Invasions of the Godzilla variety are expected to be expensive, but new research has uncovered that the invasive spread of more humble amphibians and reptiles has cost us globally in the region of $17 billion since 1986. While smaller in size than their kaiju counterparts, these animals are able to cause devastation by spreading disease, destroying crops, and out-competing native species.
Infamous examples of reptile and amphibian invasions include the disastrous introduction of cane toads (Bufo marinus) to Australia. They were imported in 1935 as a means of controlling the cane beetle, but instead became a catastrophic invasive species in the country, destroying wildlife through coastal Queensland and making a nuisance of themselves in urban areas.

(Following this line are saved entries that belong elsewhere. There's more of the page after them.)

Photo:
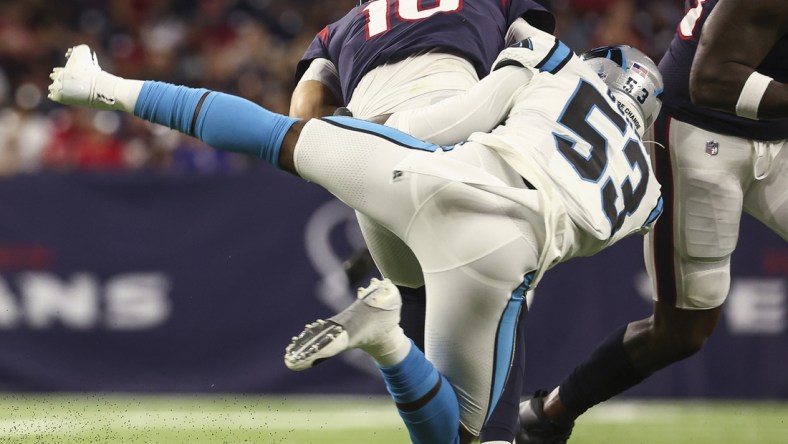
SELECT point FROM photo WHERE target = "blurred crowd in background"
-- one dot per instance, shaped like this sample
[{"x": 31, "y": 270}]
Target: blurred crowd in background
[{"x": 244, "y": 47}]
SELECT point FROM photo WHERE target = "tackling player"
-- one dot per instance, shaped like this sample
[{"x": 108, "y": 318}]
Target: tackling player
[
  {"x": 389, "y": 55},
  {"x": 725, "y": 128},
  {"x": 563, "y": 174}
]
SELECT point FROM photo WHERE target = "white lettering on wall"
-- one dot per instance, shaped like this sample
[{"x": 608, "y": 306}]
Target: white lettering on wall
[
  {"x": 82, "y": 301},
  {"x": 757, "y": 307}
]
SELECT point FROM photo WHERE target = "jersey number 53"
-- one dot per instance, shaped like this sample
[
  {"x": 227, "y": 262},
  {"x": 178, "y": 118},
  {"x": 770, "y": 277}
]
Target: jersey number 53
[{"x": 594, "y": 166}]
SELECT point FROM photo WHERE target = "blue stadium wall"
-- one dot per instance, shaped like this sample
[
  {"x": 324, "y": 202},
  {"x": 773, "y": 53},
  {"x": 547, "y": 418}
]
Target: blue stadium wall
[{"x": 195, "y": 283}]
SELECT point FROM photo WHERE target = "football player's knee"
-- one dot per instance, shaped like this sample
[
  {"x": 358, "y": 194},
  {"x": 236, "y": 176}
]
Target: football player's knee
[{"x": 706, "y": 282}]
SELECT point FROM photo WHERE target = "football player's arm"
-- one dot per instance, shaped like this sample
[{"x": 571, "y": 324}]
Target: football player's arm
[
  {"x": 479, "y": 109},
  {"x": 318, "y": 92},
  {"x": 735, "y": 39}
]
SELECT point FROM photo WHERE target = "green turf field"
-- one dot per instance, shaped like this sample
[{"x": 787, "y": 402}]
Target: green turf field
[{"x": 92, "y": 418}]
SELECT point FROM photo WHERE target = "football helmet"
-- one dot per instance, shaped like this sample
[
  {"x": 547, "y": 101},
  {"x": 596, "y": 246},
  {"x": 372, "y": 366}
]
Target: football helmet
[{"x": 634, "y": 80}]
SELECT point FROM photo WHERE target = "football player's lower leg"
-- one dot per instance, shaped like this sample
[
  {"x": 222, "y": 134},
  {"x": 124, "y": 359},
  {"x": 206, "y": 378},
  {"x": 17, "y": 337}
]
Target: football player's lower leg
[
  {"x": 630, "y": 355},
  {"x": 221, "y": 120},
  {"x": 425, "y": 400}
]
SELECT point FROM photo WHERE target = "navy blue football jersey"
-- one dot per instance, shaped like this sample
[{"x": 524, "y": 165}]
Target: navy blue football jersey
[
  {"x": 382, "y": 31},
  {"x": 675, "y": 67}
]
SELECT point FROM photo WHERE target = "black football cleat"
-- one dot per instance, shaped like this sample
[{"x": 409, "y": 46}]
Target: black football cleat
[{"x": 536, "y": 427}]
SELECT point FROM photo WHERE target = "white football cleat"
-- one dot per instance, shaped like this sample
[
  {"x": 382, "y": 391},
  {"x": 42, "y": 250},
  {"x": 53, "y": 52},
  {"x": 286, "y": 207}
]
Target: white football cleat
[
  {"x": 76, "y": 83},
  {"x": 365, "y": 324}
]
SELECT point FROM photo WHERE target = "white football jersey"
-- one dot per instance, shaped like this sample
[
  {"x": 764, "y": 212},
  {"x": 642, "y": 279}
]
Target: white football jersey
[{"x": 565, "y": 135}]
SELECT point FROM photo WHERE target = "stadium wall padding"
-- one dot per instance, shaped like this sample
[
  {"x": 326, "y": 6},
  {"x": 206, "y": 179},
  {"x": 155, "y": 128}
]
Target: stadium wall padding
[{"x": 142, "y": 282}]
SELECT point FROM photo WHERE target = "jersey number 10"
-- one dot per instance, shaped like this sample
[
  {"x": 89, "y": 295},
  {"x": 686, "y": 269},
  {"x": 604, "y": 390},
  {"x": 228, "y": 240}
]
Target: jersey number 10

Then there’s Florida’s iguana fall, where each year the weather gets so cold that invasive green iguanas (Iguana iguana) drop from the trees as the cold weather sends them into a stupor. With no natural predators in the area, these animals have blossomed after first being introduced through the pet trade.
The catastrophic damage these and many other invasive reptiles and amphibians have caused amounted to at least $16.98 billion between 1986 and 2020, a new paper published in Scientific Reports found. As such, the authors behind it urge that greater effort is made to put in place and enforce policies that will limit the spread of existing invasive species, and any future invaders to come.
“Biological invasions by amphibian and reptile species (i.e. herpetofauna) are numerous and widespread, having caused severe impacts on ecosystems, the economy, and human health,” wrote the authors. “A greater effort in studying the costs of invasive herpetofauna is necessary for a more complete understanding of invasion impacts of these species.”
According to their calculations, that ~$17 billion bill can be split between amphibians, reptiles, and mixed classes, each accounting for $6.3 billion, $10.4 billion, and $334 million, respectively. However, among those figures are two key culprits: the brown tree snake (Boiga irregularis) and the American bullfrog (Lithobates catesbeianus).
A damning indictment of our perceived control over nomadic frogs, then, but the researchers recognize that not all invasive species are created equal (some are a lot more expensive than others).
“While we acknowledge that not all invasive alien herpetofauna will have tangible monetary impacts, greater research effort is required to distinguish the true absence of economic cost from gaps in cost detection, especially for those taxa with the worst known ecological impacts,” they wrote.
The cost of amphibian and reptile invasions needn’t be so high, say the researchers, as measures to limit the transport of invasive species and a better toolkit for their detection could help keep their spread to a minimum.
And at $17 billion over 34 years, they might have a point.